Theranostics 2019; 9(26):8109-8126. doi:10.7150/thno.35378
Hepatomas are exquisitely sensitive to pharmacologic ascorbate (P-AscH-)
1. Shanghai Public Health Clinical Center, Fudan University, 2901 Caolang Road, Jinshan District, Shanghai 201508, China;
2. Department of General Surgery, Zhongshan Hospital, Fudan University, 200032, Shanghai, China;
3. King's College London, London, Nutritional Science Department, 150 Stamford street, waterloo, London, SE19NH, United Kingdom;
4. Department of Laboratory Medicine, Shanghai Jiao Tong University Affiliated Sixth People's Hospital, Shanghai, China;
5. Genomics Core, National Institute of Diabetes and Digestive and Kidney Diseases, National Institutes of Health, Bethesda, MD 20892, USA.
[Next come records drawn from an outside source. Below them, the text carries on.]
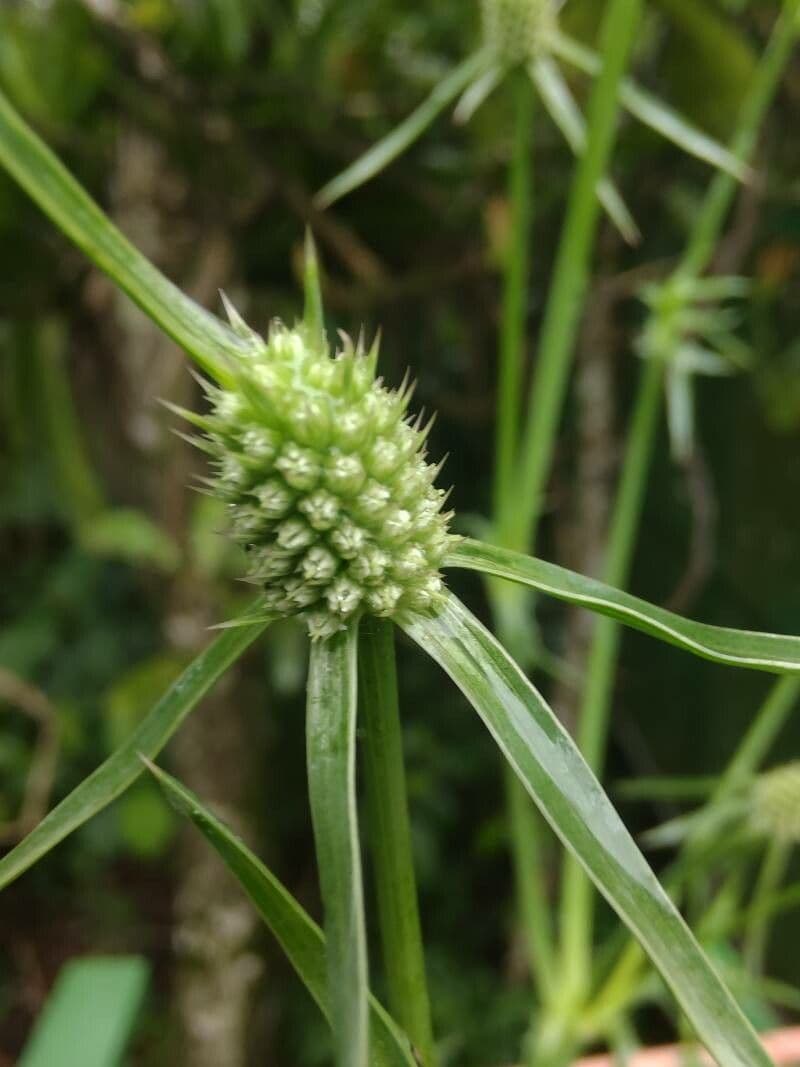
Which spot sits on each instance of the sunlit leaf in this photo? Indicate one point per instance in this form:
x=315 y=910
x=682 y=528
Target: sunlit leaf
x=549 y=765
x=299 y=936
x=331 y=718
x=739 y=648
x=50 y=185
x=120 y=770
x=653 y=112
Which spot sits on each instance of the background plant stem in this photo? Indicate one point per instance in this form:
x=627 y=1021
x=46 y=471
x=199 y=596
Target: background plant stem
x=717 y=204
x=577 y=894
x=770 y=876
x=577 y=902
x=522 y=509
x=389 y=838
x=515 y=289
x=517 y=498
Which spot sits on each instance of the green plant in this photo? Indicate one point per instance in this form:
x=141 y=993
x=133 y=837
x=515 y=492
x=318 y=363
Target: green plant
x=539 y=750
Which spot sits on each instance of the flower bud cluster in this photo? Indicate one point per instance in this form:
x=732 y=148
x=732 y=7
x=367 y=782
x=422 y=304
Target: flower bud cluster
x=776 y=803
x=514 y=29
x=326 y=482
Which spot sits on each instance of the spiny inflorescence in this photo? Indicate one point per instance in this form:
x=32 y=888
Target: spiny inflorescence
x=514 y=29
x=776 y=803
x=325 y=480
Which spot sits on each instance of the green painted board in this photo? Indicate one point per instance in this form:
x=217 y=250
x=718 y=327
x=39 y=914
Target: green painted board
x=90 y=1015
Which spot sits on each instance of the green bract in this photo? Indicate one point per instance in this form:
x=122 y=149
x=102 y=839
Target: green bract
x=776 y=811
x=326 y=481
x=514 y=30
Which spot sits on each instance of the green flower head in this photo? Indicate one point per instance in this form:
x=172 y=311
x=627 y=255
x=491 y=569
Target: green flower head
x=776 y=811
x=513 y=30
x=326 y=481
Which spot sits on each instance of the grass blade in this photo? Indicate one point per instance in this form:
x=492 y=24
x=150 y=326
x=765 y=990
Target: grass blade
x=774 y=653
x=299 y=936
x=331 y=718
x=555 y=774
x=49 y=184
x=565 y=114
x=653 y=112
x=123 y=768
x=90 y=1016
x=379 y=157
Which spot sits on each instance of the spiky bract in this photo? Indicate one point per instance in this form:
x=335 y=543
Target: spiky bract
x=514 y=29
x=776 y=811
x=326 y=482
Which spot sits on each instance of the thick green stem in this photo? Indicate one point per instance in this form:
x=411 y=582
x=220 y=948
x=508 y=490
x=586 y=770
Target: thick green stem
x=389 y=835
x=522 y=508
x=524 y=828
x=516 y=286
x=577 y=898
x=518 y=492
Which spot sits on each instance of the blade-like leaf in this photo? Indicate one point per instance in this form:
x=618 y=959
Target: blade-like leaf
x=331 y=719
x=774 y=653
x=379 y=157
x=549 y=765
x=299 y=936
x=653 y=112
x=120 y=770
x=48 y=182
x=565 y=114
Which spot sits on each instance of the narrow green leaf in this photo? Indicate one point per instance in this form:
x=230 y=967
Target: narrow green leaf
x=776 y=653
x=123 y=767
x=653 y=112
x=552 y=768
x=314 y=315
x=50 y=185
x=89 y=1017
x=331 y=718
x=379 y=157
x=565 y=114
x=299 y=936
x=389 y=837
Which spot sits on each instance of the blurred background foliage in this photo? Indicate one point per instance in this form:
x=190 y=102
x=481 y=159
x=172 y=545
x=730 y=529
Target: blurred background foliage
x=205 y=127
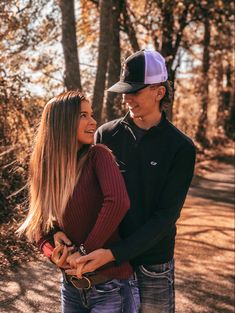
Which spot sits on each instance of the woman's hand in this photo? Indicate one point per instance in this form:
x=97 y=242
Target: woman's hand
x=61 y=238
x=71 y=260
x=59 y=256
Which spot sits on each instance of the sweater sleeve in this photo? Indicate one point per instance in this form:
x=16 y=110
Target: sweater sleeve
x=115 y=198
x=167 y=212
x=45 y=243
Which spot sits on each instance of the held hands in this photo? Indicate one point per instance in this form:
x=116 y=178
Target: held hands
x=93 y=260
x=63 y=249
x=64 y=256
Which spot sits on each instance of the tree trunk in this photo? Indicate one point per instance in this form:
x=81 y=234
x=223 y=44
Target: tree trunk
x=220 y=93
x=72 y=78
x=113 y=99
x=103 y=54
x=167 y=42
x=203 y=120
x=229 y=105
x=129 y=29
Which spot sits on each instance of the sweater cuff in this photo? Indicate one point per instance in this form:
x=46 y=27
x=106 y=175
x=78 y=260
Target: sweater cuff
x=119 y=253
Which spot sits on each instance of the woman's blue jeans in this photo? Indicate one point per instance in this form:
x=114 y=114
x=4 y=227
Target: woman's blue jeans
x=156 y=285
x=114 y=296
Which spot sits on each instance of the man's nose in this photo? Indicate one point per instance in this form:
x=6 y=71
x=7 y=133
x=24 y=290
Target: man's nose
x=93 y=121
x=127 y=98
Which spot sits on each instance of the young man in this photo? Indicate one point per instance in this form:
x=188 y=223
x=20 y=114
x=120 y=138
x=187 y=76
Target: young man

# These authors contributed equally to this work
Zhang X, Liu T, Li Z, Feng Y, Corpe C, Liu S, Zhang J, He X, Liu F, Xu L, Shen L, Li S, Xia Q, Peng X, Zhou X, Chen W, Zhang X, Xu J, Wang J. Hepatomas are exquisitely sensitive to pharmacologic ascorbate (P-AscH-). Theranostics 2019; 9(26):8109-8126. doi:10.7150/thno.35378. Available from http://www.thno.org/v09p8109.htm
Rationale: Ascorbate is an essential micronutrient known for redox functions at normal physiologic concentrations. In recent decades, pharmacological ascorbate has been found to selectively kill tumour cells. However, the dosing frequency of pharmacologic ascorbate in humans has not yet been defined.
Methods: We determined that among five hepatic cell lines, Huh-7 cells were the most sensitive to ascorbate. The effects of high-dose ascorbate on hepatoma were therefore assessed using Huh-7 cells and xenograft tumour mouse model.
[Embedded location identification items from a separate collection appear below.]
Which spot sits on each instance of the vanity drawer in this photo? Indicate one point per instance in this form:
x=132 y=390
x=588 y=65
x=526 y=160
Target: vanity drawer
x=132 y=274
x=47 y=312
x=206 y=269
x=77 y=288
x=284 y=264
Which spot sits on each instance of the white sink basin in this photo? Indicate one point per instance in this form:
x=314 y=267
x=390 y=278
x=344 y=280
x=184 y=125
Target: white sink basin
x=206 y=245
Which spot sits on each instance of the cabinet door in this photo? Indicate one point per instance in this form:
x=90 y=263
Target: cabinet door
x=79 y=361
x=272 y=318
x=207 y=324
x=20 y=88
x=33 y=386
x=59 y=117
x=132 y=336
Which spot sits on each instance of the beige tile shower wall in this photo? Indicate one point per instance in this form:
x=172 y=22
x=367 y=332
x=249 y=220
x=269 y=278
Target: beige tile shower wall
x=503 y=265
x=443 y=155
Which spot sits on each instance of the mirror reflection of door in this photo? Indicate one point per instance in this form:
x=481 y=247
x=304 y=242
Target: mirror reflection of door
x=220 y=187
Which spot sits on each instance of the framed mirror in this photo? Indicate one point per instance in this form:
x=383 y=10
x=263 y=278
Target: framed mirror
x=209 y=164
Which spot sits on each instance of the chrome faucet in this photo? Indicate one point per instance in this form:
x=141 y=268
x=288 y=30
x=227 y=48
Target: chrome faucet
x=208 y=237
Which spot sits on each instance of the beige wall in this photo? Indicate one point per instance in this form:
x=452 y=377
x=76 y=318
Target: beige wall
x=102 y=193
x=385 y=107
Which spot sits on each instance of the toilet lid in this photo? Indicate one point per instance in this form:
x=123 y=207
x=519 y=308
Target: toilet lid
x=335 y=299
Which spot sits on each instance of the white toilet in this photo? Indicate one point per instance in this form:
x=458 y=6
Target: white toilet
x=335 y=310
Results: In Huh-7 cells, ascorbate induced a significant increase in the percentage of cells in the G0/G1 phase, apoptosis and intracellular levels of ROS. High doses of ascorbate (4.0 pmol cell-1), but not low doses of ascorbate (1.0 pmol cell-1), also served as a pro-drug that killed hepatoma cells by altering mitochondrial respiration. Furthermore, in a Huh-7 cell xenograft tumour mouse model, intraperitoneal injection of ascorbate (4.0 g/kg/3 days) but not a lower dose of ascorbate (2.0 g/kg/3 days) significantly inhibited tumour growth. Gene array analysis of HCC tumour tissue from xenograft mice given IP ascorbate (4.0 g/kg/3 days) identified changes in the transcript levels of 192 genes/ncRNAs involved in insulin receptor signalling, metabolism and mitochondrial respiration. Consistent with the array data, gene expression levels of AGER, DGKK, ASB2, TCP10L2, Lnc-ALCAM-3, and Lnc-TGFBR2-1 were increased 2.05-11.35 fold in HCC tumour tissue samples from mice treated with high-dose ascorbate, and IHC staining analysis also verified that AGER/RAGE and DGKK proteins were up-regulated, which implied that AGER/RAGE and DGKK activation might be related to oxidative stress, leading to hepatoma cell death.
Conclusions: Our studies identified multiple mechanisms are responsible for the anti-tumour activity of ascorbate and suggest high doses of ascorbate with less frequency will act as a novel therapeutic agent for liver cancer in vivo.
Keywords: Ascorbate, vitamin C, cancer, hepatoma, ROS, mitochondrial respiration.